Breach of fiduciary duty. The plaintiffs alleged that the defendants owed a fiduciary duty to the plaintiffs as shareholders, and the defendants breached those duties for multiple reasons (covered in the opinion and most of which are discussed above in this digest). The defendants first argued that the plaintiffs have failed to articulate a fiduciary duty or duties.

“The Court agrees that the parties’ fiduciary relationship was severed by the termination of plaintiffs’ employment, which triggered plaintiffs’ obligation under the Shareholder Agreements to tender their shares to ML for repurchase at the price of $100 per share.”

The defendants also contended that the allegations supporting the breach claims were not sufficiently “particularized.” The court did not find this argument persuasive. The court was satisfied that the complaint met the pleading standard. The plaintiffs alleged they were terminated in order to keep them from sharing in the proceeds of the firm’s liquidation. “Plaintiffs allege, in essence, that the Firm engaged in disparate treatment between two similarly situated groups of shareholders: those who would be joining WOH, including the Firm’s leadership; and the ML shareholders, like plaintiffs, who would not be joining WOH.”
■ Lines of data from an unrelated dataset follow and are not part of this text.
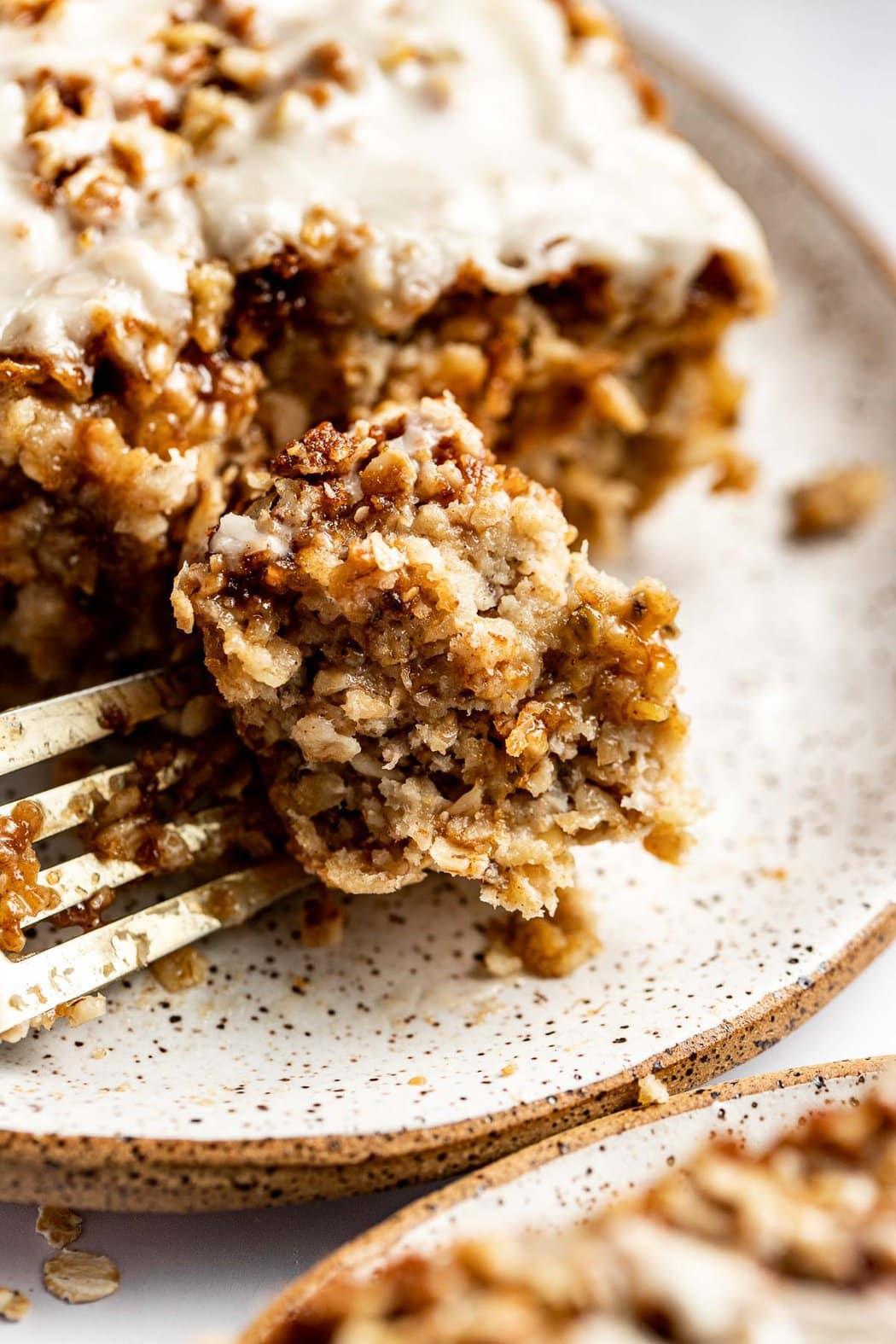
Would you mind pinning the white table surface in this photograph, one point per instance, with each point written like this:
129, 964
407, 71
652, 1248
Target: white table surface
821, 70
While the plaintiffs’ allegations are sufficiently particularized to meet the pleading standard, the court concluded their allegations did not give them an enforceable right of recovery against the defendants. The bulk of the alleged fiduciary misconduct related to changes in the terms and conditions of their employment, allegedly to drive them out of the firm. But the plaintiffs were not owed any fiduciary duties as employees of McNamee Lochner, and their minority shareholder status did not entitle them to any special employment rights or protections. (Ingle v. Glamore Motor Sales) 
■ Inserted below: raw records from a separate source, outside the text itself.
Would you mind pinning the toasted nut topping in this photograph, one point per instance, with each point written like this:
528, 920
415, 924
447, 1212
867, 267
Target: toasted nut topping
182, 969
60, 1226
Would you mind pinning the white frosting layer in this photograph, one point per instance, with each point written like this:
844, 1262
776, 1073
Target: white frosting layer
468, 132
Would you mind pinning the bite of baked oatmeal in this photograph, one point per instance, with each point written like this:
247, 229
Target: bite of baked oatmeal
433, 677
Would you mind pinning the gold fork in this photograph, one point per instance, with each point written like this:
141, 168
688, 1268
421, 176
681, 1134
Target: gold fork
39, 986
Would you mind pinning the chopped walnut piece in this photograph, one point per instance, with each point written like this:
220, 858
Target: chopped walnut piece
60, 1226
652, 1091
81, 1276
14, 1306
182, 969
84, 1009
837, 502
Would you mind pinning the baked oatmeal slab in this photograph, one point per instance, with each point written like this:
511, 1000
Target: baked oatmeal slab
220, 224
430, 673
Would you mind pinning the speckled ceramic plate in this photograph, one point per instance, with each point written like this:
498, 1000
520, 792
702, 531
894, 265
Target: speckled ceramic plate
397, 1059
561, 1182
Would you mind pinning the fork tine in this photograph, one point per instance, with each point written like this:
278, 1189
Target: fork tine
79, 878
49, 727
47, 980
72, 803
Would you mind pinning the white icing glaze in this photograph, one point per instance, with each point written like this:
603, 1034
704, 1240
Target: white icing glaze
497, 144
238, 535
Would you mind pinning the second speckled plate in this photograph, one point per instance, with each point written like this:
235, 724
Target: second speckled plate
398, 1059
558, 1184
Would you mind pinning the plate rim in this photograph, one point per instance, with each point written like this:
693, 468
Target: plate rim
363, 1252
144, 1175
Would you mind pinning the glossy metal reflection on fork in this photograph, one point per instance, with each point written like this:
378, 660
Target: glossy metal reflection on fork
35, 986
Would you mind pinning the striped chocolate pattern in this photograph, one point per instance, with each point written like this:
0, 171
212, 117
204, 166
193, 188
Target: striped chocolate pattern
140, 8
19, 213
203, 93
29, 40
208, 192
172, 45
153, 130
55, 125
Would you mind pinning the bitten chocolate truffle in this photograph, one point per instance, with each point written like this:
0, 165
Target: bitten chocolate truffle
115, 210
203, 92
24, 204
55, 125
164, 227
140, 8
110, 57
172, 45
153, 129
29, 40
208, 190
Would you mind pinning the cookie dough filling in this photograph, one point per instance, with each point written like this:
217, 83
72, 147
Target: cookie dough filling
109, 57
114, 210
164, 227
The stronger argument as to breach of fiduciary duties rested in the area of minority shareholder status, where they were entitled to fiduciary duties. “While it might seem self-evident that controlling shareholders of a corporation may not enrich themselves personally by altering the terms and conditions of minority shareholders’ employment to force a buyout at a low price, that is not always the case.” It did not apply when the employees are at will employees and the shares are subject to mandatory repurchase upon termination of employment. (Gallagher v. Lambert) 

Conclusion.

“ORDERED that defendants’ motion is granted, and plaintiffs’ complaint is dismissed.”